Le canzoni diventeranno sempre più corte?
Gran parte dell’intrattenimento online ha assunto le fattezze di un prodotto usa e getta: lo consumiamo nel minor tempo possibile e con il minor sforzo possibile, assecondando nel frattempo i nostri gusti e le nostre convinzioni. Che ci piaccia o meno, ci stiamo abituando al ritmo dettato dagli algoritmi delle piattaforme di streaming e dei social network, i quali, tra l’altro, sono nel bel mezzo di una crisi d’identità.
Sta accadendo tutto in fretta, ed è proprio a causa di tale fretta che la nostra soglia dell’attenzione è calata a una velocità sorprendente. Se diamo un’occhiata alla musica del 21esimo secolo, la durata media delle canzoni più popolari è scesa di circa 50 secondi in poco più di vent’anni: si è passati dai 2 minuti e 45 secondi del 2000 al minuto e 57 secondi del 2022, e il dato continua a scendere. [Qui]
L’accorciamento delle canzoni diventa più evidente a partire dal biennio 2017-2018, cioè da quando TikTok si è pian piano intromesso nel nostro rapporto con la musica, mischiandola con l’intrattenimento istantaneo dei social network. Non a caso, le canzoni – o sarebbe meglio dire i ritagli di canzoni – che hanno più successo su TikTok durano in media 19,5 secondi. [Qui]
Inoltre, avere a portata di mano un catalogo musicale sconfinato può renderci meno pazienti, e quindi più inclini a “skippare”, cioè a saltare di brano in brano dopo pochi secondi di ascolto. Se non ci piace una canzone, o comunque non è adatta ad accompagnare ciò che stiamo facendo, sappiamo che ci sono milioni e milioni di alternative.
Di conseguenza, ascoltare un album dall’inizio alla fine sta diventando un’abitudine in via d’estinzione, quasi al pari dell’acquisto degli stessi dischi – fatta eccezione, forse, per il recente revival del vinile. Il mercato va in un’altra direzione, che è quella dei singoli, dei featuring e della ripetizione in loop della stessa canzone. D’altronde, se la durata media di un brano è di due minuti, non ci resta che riprodurlo più e più volte per sentirci appagati.
Ciò che possiamo fare, quindi, è domandarci se e quanto l’accorciamento delle canzoni mainstream continuerà a farci compagnia. Beh, a meno che l’industria discografica non collassi improvvisamente, è probabile che le piattaforme di streaming continuino a dominare e a indirizzare il mercato ancora per un po’. Lo fanno da circa un decennio, e al momento rappresentano circa l’85% degli incassi. Lo stesso discorso vale per TikTok, che, al netto della recente decisione della Commissione Europea, ha avuto un’influenza fin troppo evidente sui suoi concorrenti e sulle nostre abitudini musicali.
Tuttavia, è altrettanto plausibile che tra qualche anno non ci ritroveremo a canticchiare singoli di 35 secondi, né tanto meno a perdere del tutto la nostra capacità di concentrazione.
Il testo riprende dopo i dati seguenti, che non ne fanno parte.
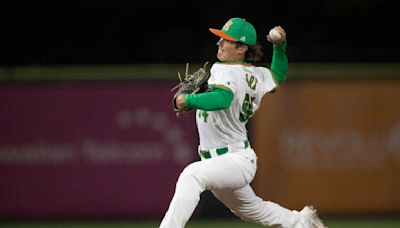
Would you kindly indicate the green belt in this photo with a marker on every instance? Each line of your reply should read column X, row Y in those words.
column 206, row 153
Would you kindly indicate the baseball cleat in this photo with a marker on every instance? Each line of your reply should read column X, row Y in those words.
column 311, row 213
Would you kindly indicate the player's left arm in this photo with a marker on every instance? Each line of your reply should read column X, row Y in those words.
column 279, row 65
column 219, row 98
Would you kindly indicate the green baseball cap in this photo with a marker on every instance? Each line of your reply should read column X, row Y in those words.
column 238, row 30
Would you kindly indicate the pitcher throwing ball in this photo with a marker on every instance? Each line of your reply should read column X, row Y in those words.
column 228, row 163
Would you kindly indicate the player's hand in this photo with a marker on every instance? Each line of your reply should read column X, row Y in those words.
column 180, row 106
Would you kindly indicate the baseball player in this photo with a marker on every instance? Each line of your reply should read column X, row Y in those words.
column 228, row 163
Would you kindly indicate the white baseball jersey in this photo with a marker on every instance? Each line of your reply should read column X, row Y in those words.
column 248, row 83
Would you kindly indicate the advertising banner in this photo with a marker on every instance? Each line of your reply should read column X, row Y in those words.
column 86, row 150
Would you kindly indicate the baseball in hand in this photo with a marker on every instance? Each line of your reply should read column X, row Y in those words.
column 275, row 35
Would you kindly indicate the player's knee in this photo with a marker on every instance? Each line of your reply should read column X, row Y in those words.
column 250, row 210
column 189, row 184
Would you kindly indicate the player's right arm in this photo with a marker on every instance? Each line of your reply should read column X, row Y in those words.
column 279, row 65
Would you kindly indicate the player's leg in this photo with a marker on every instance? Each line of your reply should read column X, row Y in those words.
column 227, row 171
column 245, row 204
column 186, row 197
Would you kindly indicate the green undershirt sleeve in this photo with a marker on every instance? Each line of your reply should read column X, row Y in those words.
column 218, row 99
column 279, row 65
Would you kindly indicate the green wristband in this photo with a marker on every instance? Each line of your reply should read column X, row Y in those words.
column 217, row 99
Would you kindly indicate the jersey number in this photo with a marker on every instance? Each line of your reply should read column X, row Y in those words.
column 247, row 108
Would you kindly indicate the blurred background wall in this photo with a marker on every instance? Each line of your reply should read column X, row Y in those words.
column 87, row 129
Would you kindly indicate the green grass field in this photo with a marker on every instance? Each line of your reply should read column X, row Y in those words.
column 331, row 223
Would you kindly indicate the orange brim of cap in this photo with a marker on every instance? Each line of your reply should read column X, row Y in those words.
column 222, row 34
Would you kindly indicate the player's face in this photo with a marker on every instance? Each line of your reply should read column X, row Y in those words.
column 228, row 51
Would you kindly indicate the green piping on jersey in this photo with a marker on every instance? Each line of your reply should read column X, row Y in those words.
column 279, row 65
column 218, row 99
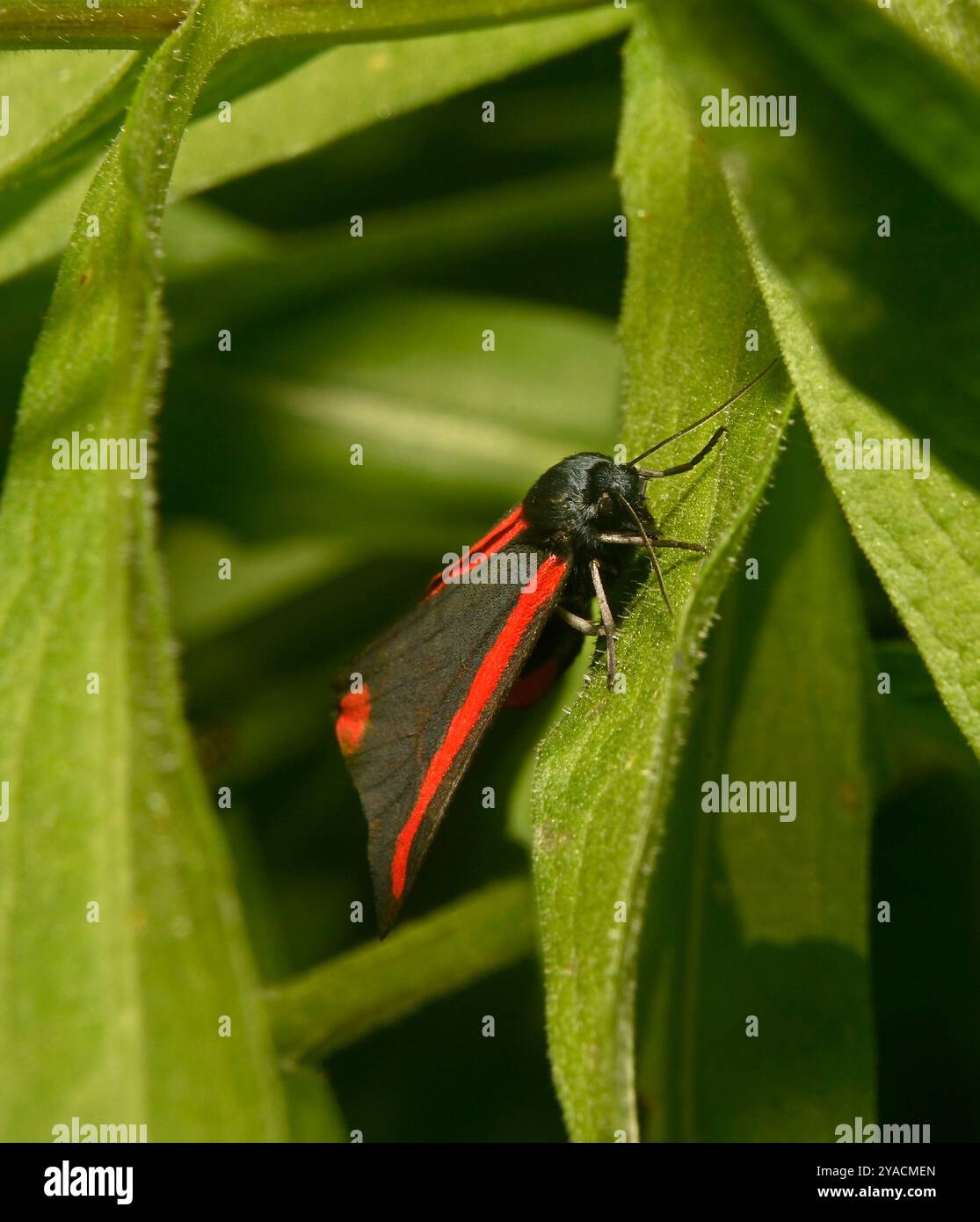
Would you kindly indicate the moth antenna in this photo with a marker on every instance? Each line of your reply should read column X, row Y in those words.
column 649, row 547
column 704, row 419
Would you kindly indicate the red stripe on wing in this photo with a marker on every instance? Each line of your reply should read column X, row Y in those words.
column 354, row 715
column 494, row 541
column 484, row 685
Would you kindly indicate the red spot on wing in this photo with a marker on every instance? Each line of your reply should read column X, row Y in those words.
column 354, row 715
column 503, row 533
column 529, row 688
column 484, row 683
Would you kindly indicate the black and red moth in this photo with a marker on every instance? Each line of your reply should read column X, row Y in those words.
column 422, row 696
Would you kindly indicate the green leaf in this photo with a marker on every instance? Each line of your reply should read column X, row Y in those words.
column 760, row 913
column 348, row 88
column 206, row 604
column 314, row 1116
column 363, row 990
column 404, row 376
column 605, row 775
column 879, row 332
column 320, row 102
column 919, row 104
column 923, row 535
column 138, row 997
column 44, row 132
column 226, row 273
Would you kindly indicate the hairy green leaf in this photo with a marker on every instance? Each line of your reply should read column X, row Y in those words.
column 764, row 914
column 338, row 91
column 875, row 320
column 370, row 987
column 604, row 776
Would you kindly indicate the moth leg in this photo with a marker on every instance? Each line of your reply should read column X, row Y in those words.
column 638, row 542
column 587, row 627
column 609, row 623
column 692, row 462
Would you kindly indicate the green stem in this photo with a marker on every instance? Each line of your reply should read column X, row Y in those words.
column 375, row 986
column 65, row 25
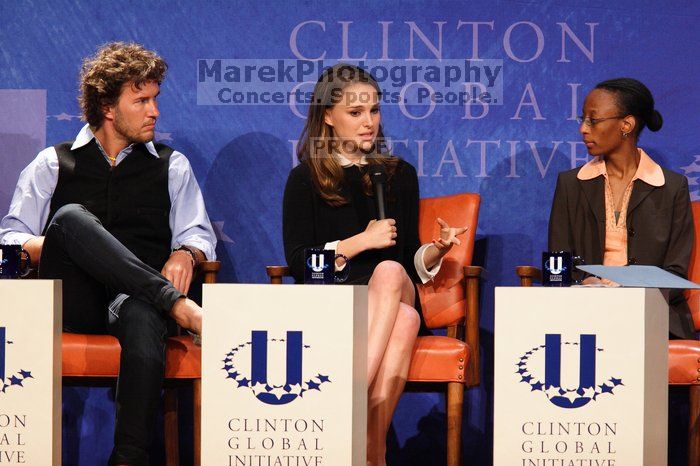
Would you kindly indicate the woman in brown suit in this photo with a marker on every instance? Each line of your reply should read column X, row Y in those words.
column 622, row 207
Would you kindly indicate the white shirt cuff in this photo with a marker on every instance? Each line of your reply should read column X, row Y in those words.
column 424, row 274
column 333, row 245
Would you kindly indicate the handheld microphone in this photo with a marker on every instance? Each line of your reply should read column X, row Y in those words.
column 377, row 173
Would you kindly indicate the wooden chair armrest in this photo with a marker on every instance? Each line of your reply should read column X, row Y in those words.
column 209, row 269
column 472, row 275
column 528, row 274
column 276, row 273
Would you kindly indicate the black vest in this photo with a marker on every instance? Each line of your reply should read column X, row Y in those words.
column 131, row 200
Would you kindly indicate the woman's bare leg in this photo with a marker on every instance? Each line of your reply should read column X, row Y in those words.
column 389, row 375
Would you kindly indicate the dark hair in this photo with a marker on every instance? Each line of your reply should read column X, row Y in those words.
column 315, row 147
column 114, row 64
column 635, row 99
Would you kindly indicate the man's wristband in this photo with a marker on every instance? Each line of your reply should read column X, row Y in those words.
column 192, row 254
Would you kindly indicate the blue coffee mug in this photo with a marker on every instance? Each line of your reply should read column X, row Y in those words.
column 319, row 267
column 14, row 261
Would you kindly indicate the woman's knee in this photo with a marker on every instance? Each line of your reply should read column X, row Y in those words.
column 69, row 213
column 388, row 275
column 408, row 320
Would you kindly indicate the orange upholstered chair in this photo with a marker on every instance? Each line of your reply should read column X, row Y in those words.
column 450, row 301
column 683, row 355
column 93, row 360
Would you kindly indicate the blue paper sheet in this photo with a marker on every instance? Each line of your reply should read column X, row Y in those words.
column 639, row 276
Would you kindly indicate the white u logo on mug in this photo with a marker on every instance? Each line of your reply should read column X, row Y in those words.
column 559, row 267
column 317, row 262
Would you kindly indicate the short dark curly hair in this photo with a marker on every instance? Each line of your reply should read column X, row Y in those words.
column 114, row 64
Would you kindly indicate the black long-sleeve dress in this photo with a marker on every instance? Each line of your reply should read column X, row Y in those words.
column 310, row 222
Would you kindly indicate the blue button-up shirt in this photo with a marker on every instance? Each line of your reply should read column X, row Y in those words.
column 31, row 202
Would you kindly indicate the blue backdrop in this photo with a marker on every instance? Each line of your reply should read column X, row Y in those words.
column 551, row 52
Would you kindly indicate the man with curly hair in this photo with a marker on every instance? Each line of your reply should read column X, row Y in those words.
column 121, row 221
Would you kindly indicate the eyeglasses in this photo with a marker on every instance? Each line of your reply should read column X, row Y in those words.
column 594, row 121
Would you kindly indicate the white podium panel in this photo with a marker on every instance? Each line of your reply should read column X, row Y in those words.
column 581, row 377
column 284, row 375
column 30, row 372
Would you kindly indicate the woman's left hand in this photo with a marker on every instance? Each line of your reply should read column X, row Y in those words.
column 448, row 237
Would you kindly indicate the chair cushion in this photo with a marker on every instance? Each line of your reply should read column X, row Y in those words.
column 98, row 356
column 684, row 362
column 439, row 359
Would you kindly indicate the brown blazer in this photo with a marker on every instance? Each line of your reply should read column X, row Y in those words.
column 659, row 229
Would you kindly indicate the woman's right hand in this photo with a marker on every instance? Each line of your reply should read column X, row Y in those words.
column 380, row 234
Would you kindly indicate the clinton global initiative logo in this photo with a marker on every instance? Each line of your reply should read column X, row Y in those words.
column 555, row 265
column 541, row 369
column 12, row 379
column 247, row 366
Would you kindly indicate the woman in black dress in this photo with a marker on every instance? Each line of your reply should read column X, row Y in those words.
column 329, row 204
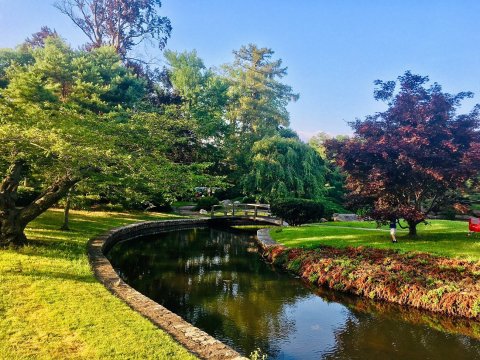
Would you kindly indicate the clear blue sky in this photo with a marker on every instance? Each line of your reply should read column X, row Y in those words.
column 334, row 50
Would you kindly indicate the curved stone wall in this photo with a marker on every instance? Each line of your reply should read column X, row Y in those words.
column 194, row 339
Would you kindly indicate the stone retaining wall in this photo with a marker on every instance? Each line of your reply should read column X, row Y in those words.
column 192, row 338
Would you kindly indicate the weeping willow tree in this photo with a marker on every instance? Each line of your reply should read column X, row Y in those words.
column 285, row 168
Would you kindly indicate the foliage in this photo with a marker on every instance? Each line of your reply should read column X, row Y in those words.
column 284, row 168
column 206, row 203
column 298, row 211
column 71, row 117
column 122, row 24
column 257, row 104
column 48, row 287
column 406, row 161
column 423, row 281
column 38, row 39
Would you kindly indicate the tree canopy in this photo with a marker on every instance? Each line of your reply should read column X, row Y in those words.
column 122, row 24
column 406, row 161
column 285, row 168
column 71, row 115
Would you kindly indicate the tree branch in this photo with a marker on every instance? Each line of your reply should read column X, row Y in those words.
column 48, row 198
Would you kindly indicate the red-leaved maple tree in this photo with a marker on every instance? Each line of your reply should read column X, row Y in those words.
column 408, row 160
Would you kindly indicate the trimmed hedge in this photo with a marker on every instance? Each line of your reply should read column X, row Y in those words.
column 298, row 211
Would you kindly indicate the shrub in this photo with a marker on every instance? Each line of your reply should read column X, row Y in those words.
column 206, row 203
column 331, row 207
column 298, row 211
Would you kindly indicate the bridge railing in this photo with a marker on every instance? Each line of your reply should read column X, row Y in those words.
column 241, row 210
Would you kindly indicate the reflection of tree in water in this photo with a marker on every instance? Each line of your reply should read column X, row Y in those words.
column 213, row 280
column 398, row 313
column 382, row 338
column 389, row 331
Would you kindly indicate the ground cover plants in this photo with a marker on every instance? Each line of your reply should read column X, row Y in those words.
column 51, row 305
column 362, row 261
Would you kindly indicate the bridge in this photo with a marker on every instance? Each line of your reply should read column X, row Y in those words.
column 244, row 213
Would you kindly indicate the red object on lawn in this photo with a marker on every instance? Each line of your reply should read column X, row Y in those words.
column 474, row 225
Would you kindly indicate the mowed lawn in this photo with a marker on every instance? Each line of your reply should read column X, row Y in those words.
column 52, row 307
column 439, row 237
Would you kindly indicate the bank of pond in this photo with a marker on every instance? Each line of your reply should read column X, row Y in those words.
column 217, row 280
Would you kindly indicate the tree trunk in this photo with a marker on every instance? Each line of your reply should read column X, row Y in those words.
column 11, row 229
column 11, row 226
column 412, row 228
column 66, row 212
column 13, row 221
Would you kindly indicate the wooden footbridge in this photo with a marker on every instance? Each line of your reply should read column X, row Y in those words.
column 242, row 213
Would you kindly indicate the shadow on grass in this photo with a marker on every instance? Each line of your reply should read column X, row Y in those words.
column 52, row 275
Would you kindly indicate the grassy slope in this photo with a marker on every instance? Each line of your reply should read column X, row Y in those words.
column 441, row 237
column 51, row 306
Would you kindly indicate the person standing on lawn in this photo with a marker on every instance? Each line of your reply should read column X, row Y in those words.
column 393, row 229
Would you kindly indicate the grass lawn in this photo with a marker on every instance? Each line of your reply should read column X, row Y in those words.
column 52, row 307
column 440, row 237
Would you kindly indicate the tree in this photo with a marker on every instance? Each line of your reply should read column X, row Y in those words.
column 285, row 168
column 407, row 160
column 258, row 100
column 334, row 178
column 257, row 104
column 38, row 39
column 71, row 116
column 122, row 24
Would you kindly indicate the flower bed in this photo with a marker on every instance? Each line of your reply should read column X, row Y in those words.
column 442, row 285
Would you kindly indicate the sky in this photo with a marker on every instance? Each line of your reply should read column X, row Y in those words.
column 334, row 50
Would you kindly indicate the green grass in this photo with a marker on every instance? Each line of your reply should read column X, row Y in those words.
column 52, row 307
column 440, row 237
column 183, row 203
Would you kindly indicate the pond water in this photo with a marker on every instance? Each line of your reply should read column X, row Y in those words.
column 216, row 280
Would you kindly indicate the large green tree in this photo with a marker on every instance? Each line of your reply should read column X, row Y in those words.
column 122, row 24
column 67, row 116
column 257, row 103
column 285, row 168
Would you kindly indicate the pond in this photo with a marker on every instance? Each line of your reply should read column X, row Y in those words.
column 216, row 280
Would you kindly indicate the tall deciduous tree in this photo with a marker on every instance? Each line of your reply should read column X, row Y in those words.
column 285, row 168
column 69, row 116
column 257, row 105
column 405, row 161
column 122, row 24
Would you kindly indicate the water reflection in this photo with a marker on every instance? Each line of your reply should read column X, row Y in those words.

Il futuro lo stiamo già scrivendo, e non è detto che sarà più arido o meno genuino del passato. Seppur con rivisitazioni, ripescaggi di sonorità e ritornelli a tutto volume, si tratterà pur sempre di arte, e non di matematica – a meno che l’intelligenza artificiale non sviluppi la sensibilità artistica di Paul McCartney o Peter Gabriel; in tal caso abbraccerei più che volentieri la retorica del “signora mia, dove andremo a finire?”.
Per il momento, parafrasando una delle scene più “memate” da noi millennial, potremmo dire semplicemente che le cose cambiano, si evolvono. E pure in fretta. Forse troppo in fretta.

Era impossibile che la fruizione di massa della musica – come di qualunque prodotto “culturale” – non cambiasse. Se hai tutto a disposizione, la tua attenzione è continuamente distratta da altro. La curiosità diventa un’ossessione, la concentrazione scompare in qualche secondo. Il “piacere” è legato alla sensazione di pura superficie. Questa cosa cambia i processi non solo di fruizione, ma di apprendimento. Sai tantissime cose, non ne sai nessuna realmente, perchè l’approfondimento è continuamente ostacolato dalle sirene della novità, che non devi più sbatterti a cercare: è lì, pronta, e diventa vecchia – anche lei – in pochi istanti. Questo è terribile e magnifico al tempo stesso, ma temo non vi sia nulla di solo terribile o di solo magnifico. La profondità di pensiero, la speculazione, si insinueranno nelle pieghe dell’usa e getta come un virus, attingendo ad un miscuglio tra cultura novecentesca (o comunque predigitale) e intelligenza artificiale. Non tutto il bene verrà per giovare, ma non tutto il male verrà per nuocere.